Beaucoup a été écrit sur ce sujet. Pourtant, certaines pistes ont été peu explorées, notamment le rôle des supérieurs immédiats en matière de fidélisation.

 

Les départs volontaires des employés représentent toujours un problème important pour l'entreprise d'aujourd'hui.

Bien que le contexte économique favorise de nombreux départs forcés parmi le personnel des entreprises, il n'en reste pas moins que la rétention des employés et cadres qualifiés, compétents et motivés reste une clé du succès à long terme.

Il y a de nombreuses raisons pour lesquelles un employé en arrive à quitter son employeur. Certaines sont personnelles et donc peu contrôlables par l'entreprise.

Ainsi, telle employée démissionne pour suivre son conjoint à l'étranger. Un autre décide de reprendre des études afin de réorienter ensuite sa carrière. D'autres raisons sont plus directement liées à la relation avec l'entreprise, et à la façon dont elle traite son personnel.

Certains employés quittent leur employeur parce qu'ils ont constaté que des collègues, victimes de licenciement, l'ont été dans des conditions peu respectueuses. Dès lors, partir signifie devancer une situation qui risque de leur arriver à leur tour. Tel autre employé est déçu de ne pas avoir obtenu une promotion, pour laquelle il s'est tant battu, et préfère partir pour d'autres horizons plus porteurs.

Les chercheurs ont apporté des débuts de solution à cette question en montrant que l'engagement organisationnel des employés, soit l'attachement affectif à l'entreprise, à ses valeurs et à ses objectifs, était une variable essentielle permettant de réduire le risque relatif de démission.

Cependant, les recherches ont aussi montré que les employés ne s'attachent pas seulement à leur organisation, mais également à des unités ou des personnes qui leur sont proches, tels leur groupe de travail ou leur supérieur.

Parmi ces interlocuteurs de terrain, le supérieur immédiat occupe une place essentielle pour l'employé parce que celui-ci représente l'organisation aux yeux de l'employé. Il est en quelque sorte l'ambassadeur, la personne avec laquelle les employés interagissent le plus souvent et qui joue un rôle essentiel dans la gestion de leurs tâches de travail.

Par conséquent, l'engagement envers le supérieur immédiat peut représenter une base solide pour créer un attachement à l'entreprise.

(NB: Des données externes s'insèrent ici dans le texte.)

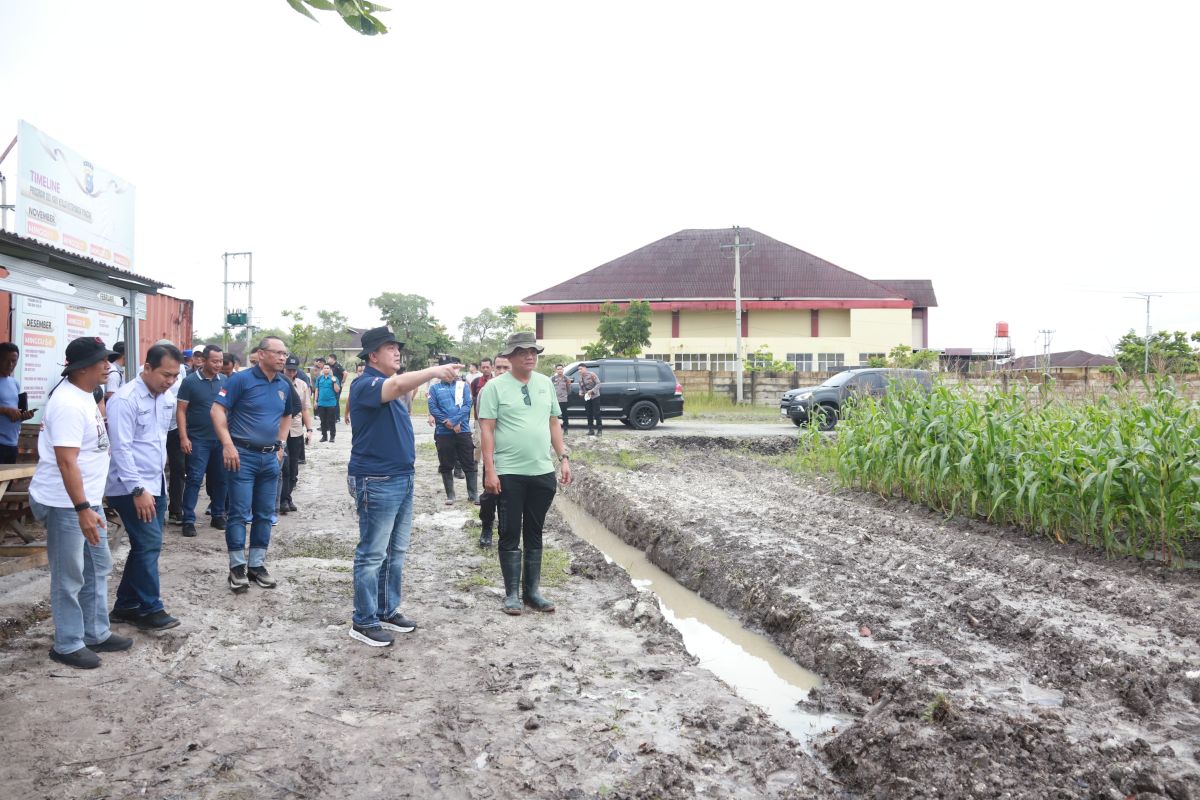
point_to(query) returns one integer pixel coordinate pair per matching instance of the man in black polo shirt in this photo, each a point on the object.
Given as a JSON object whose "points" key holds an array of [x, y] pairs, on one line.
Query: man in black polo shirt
{"points": [[252, 414], [381, 476]]}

Mais est-ce toujours le cas? Non, pas toujours en effet.

Engagement

Pour que l'engagement de l'employé envers son supérieur puisse se transformer en attachement envers l'organisation, certaines conditions gagnantes doivent idéalement être en place.

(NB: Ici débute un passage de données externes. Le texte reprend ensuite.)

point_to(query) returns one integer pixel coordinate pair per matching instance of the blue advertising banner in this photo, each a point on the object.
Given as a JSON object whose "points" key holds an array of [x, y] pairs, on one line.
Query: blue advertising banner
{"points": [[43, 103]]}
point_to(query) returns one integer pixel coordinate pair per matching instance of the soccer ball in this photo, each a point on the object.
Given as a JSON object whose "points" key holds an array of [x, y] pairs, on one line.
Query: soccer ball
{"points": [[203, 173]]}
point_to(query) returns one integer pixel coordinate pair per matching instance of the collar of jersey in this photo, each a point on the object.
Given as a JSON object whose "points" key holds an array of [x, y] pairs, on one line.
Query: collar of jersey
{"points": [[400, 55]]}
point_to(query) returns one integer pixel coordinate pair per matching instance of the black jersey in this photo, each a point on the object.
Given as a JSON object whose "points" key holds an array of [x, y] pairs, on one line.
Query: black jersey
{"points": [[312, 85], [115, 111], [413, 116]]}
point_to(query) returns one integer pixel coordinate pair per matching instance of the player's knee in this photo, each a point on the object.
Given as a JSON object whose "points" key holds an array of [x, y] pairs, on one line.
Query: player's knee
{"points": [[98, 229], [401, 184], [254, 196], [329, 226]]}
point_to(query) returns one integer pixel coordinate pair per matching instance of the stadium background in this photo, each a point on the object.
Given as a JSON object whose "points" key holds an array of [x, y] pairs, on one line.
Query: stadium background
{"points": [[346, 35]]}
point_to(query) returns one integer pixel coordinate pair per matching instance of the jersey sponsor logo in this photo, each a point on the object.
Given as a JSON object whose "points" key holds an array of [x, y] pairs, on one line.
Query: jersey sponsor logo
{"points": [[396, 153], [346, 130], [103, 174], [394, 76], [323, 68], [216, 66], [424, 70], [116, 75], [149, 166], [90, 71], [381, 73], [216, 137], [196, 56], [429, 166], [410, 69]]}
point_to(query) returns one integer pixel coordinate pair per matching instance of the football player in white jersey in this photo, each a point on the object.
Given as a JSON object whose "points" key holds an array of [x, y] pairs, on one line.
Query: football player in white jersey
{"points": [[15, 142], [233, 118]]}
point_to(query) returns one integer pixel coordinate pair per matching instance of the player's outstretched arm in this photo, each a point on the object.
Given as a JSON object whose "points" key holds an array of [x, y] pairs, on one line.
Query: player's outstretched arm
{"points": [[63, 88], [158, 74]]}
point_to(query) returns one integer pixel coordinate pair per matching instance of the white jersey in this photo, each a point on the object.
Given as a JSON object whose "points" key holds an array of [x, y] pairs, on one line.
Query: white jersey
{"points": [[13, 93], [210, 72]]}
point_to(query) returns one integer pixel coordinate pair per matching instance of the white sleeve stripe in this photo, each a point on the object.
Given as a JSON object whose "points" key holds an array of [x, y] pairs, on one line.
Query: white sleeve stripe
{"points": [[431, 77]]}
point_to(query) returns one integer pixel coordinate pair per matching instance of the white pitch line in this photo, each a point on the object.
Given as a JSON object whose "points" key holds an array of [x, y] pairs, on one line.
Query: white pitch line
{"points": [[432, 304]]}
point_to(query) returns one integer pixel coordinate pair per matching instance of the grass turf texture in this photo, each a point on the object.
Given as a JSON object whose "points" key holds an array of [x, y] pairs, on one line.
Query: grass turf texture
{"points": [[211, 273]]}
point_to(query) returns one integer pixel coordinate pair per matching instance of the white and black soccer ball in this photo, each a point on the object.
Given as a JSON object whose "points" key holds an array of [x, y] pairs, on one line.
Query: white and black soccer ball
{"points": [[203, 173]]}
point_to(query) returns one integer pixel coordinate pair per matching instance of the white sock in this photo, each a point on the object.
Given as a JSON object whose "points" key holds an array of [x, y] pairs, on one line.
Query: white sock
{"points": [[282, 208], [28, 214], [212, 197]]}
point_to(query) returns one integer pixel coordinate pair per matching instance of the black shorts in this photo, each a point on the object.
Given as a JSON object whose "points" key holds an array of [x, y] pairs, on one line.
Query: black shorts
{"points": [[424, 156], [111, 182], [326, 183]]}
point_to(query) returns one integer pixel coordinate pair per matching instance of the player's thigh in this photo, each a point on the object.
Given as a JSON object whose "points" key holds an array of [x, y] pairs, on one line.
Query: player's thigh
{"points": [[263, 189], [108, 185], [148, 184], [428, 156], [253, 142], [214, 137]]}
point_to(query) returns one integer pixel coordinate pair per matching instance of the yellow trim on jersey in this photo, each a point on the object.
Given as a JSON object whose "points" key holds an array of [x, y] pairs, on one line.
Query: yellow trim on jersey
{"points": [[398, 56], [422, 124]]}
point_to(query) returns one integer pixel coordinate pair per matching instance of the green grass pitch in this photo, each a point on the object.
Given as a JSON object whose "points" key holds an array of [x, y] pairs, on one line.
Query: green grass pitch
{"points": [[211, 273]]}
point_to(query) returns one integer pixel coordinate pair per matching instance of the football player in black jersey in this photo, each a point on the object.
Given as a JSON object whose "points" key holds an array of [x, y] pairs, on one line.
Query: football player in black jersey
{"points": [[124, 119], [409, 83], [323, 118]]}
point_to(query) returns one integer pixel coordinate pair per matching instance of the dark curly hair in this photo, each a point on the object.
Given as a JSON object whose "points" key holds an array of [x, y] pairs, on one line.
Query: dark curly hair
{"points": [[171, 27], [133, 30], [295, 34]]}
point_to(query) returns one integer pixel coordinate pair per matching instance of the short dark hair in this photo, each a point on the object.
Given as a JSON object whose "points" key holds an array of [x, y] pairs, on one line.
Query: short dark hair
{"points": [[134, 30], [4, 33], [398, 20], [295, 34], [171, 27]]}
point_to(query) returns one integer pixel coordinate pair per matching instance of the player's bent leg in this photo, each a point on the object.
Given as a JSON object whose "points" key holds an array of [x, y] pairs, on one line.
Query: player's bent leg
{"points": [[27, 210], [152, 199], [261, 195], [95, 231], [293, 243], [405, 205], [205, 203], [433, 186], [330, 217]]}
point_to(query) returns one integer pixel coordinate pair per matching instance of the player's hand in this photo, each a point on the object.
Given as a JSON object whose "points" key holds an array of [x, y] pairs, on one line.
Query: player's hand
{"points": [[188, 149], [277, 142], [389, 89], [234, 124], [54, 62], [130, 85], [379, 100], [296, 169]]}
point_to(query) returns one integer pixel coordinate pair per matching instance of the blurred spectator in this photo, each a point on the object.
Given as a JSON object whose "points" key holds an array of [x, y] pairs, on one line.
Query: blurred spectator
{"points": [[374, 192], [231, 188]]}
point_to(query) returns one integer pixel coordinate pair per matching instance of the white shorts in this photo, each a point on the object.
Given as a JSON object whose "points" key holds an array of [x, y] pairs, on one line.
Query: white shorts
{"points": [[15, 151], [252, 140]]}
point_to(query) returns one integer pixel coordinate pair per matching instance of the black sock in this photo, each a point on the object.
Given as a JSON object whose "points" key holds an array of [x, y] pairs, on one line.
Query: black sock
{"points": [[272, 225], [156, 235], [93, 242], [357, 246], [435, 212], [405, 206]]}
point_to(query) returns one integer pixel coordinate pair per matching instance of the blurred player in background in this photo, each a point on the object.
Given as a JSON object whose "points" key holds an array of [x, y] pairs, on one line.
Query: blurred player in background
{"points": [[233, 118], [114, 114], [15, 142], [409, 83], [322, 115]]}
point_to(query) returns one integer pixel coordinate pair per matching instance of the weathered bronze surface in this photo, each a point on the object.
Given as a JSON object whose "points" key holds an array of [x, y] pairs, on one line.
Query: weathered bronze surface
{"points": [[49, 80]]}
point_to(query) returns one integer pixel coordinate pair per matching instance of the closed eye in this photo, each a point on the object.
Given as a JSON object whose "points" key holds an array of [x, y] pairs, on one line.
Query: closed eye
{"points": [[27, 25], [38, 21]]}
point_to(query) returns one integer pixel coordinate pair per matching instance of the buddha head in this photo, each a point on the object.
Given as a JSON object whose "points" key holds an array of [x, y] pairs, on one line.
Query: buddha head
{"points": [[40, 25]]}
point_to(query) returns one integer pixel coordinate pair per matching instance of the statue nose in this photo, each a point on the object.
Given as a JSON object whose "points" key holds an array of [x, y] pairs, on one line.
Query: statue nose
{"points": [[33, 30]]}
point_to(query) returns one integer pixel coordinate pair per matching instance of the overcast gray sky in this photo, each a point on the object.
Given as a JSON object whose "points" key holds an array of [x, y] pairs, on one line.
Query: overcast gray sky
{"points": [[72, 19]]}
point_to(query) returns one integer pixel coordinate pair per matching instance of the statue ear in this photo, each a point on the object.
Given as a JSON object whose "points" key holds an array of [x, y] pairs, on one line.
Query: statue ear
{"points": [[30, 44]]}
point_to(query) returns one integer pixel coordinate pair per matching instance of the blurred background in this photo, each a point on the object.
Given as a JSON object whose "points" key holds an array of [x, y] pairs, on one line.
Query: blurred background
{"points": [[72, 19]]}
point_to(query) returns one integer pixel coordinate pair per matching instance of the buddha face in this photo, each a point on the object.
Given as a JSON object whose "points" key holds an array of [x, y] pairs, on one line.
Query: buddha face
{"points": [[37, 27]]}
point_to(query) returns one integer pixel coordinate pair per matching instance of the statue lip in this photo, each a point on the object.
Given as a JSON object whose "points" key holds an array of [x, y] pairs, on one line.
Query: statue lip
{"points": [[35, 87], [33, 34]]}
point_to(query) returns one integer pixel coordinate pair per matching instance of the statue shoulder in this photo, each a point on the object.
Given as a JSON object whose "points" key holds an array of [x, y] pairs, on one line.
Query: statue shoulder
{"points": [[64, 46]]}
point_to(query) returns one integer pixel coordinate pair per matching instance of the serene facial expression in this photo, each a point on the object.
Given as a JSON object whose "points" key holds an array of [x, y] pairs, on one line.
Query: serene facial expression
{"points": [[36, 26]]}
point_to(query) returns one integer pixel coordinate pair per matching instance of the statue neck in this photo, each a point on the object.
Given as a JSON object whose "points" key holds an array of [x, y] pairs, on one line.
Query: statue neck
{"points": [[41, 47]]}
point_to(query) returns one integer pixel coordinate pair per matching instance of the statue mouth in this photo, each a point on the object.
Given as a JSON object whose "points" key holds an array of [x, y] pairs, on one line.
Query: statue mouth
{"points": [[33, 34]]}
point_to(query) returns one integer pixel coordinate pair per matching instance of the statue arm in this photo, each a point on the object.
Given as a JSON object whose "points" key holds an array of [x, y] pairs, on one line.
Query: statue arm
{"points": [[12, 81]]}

Tout d'abord, il faut s'assurer que les supérieurs immédiats épousent les valeurs de l'organisation. Sinon, leur action amènera à augmenter le roulement dans leurs équipes plutôt qu'à le réduire.

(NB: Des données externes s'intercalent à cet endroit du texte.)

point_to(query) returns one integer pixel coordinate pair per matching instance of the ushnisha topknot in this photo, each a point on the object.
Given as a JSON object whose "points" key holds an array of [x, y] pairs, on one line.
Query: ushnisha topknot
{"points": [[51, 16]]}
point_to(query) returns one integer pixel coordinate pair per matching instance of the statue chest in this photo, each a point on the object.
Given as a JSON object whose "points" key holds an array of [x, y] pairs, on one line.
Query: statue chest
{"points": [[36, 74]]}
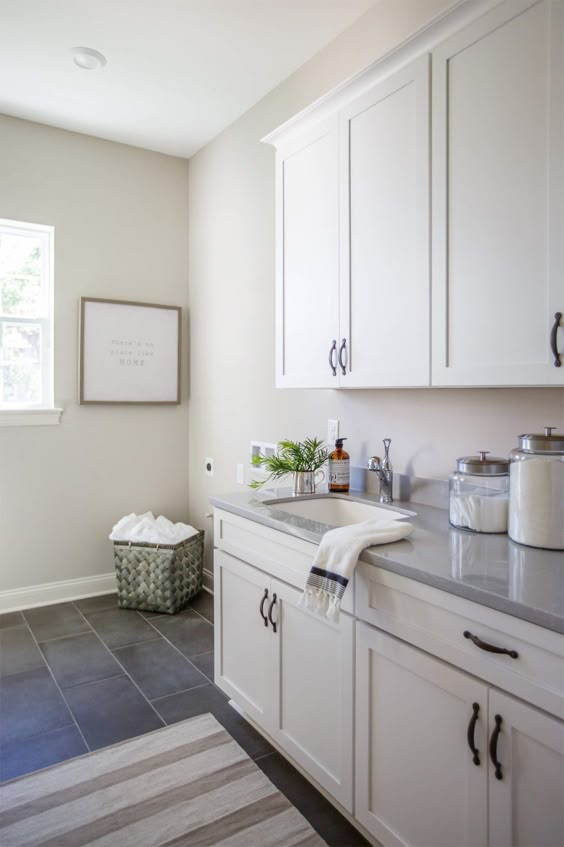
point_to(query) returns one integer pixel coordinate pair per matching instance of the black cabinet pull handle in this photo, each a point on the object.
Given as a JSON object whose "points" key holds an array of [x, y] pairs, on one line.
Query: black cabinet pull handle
{"points": [[270, 608], [490, 648], [333, 350], [554, 340], [342, 353], [470, 733], [261, 607], [493, 747]]}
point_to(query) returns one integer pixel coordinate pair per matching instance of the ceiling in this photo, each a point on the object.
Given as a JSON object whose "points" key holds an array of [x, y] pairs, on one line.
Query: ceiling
{"points": [[177, 73]]}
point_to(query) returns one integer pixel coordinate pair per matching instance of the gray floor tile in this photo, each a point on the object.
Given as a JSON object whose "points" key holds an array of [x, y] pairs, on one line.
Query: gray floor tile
{"points": [[159, 669], [121, 627], [189, 632], [55, 621], [205, 663], [203, 604], [97, 604], [79, 659], [32, 754], [31, 704], [11, 619], [18, 651], [208, 698], [110, 711], [324, 818]]}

Ensuite, il est nécessaire pour les organisations d'accroître le pouvoir de leurs supérieurs immédiats. Les recherches montrent en effet que les supérieurs dont l'impact ou le pouvoir dans l'organisation est faible perdent leur crédibilité, voire leur légitimité, et ne peuvent valablement agir pour fidéliser leurs employés.

De même, les supérieurs possédant un réseau de relations étendu dans l'organisation peuvent faire profiter leurs employés de leurs contacts et leur présenter les opportunités de carrière à long terme dans l'entreprise.

Une étude récente a d'ailleurs montré que les supérieurs qui occupent une place plus centrale dans les réseaux informels de l'organisation sont perçus comme de meilleurs leaders par leurs employés. Le réseautage des supérieurs immédiats aide donc à fidéliser les employés.

Enfin, il ne faut pas se le cacher, les supérieurs immédiats qui présentent ces qualités sont bien souvent des personnes aidées par des traits de personnalité favorables. Par exemple, l'extraversion (liée à un besoin de stimulation, d'activité et d'interactions interpersonnelles) et l'amabilité (reflétant une personnalité courtoise, flexible, confiante, coopérative, tolérante, et de contact facile) facilitent le développement d'une position centrale dans les réseaux informels de l'organisation. Les supérieurs présentant des scores élevés sur ces traits seront donc plus en mesure de transformer l'engagement que leurs employés leur portent en engagement envers l'organisation.

Pour résumer, les organisations peuvent utilement impliquer leurs supérieurs immédiats dans la stratégie de fidélisation de leurs employés, à la condition de s'assurer qu'ils partagent les valeurs de l'organisation, qu'ils possèdent du pouvoir, ont développé un solide réseau de relations dans l'entreprise, et se caractérisent par une personnalité agréable, ayant un ascendant social marqué.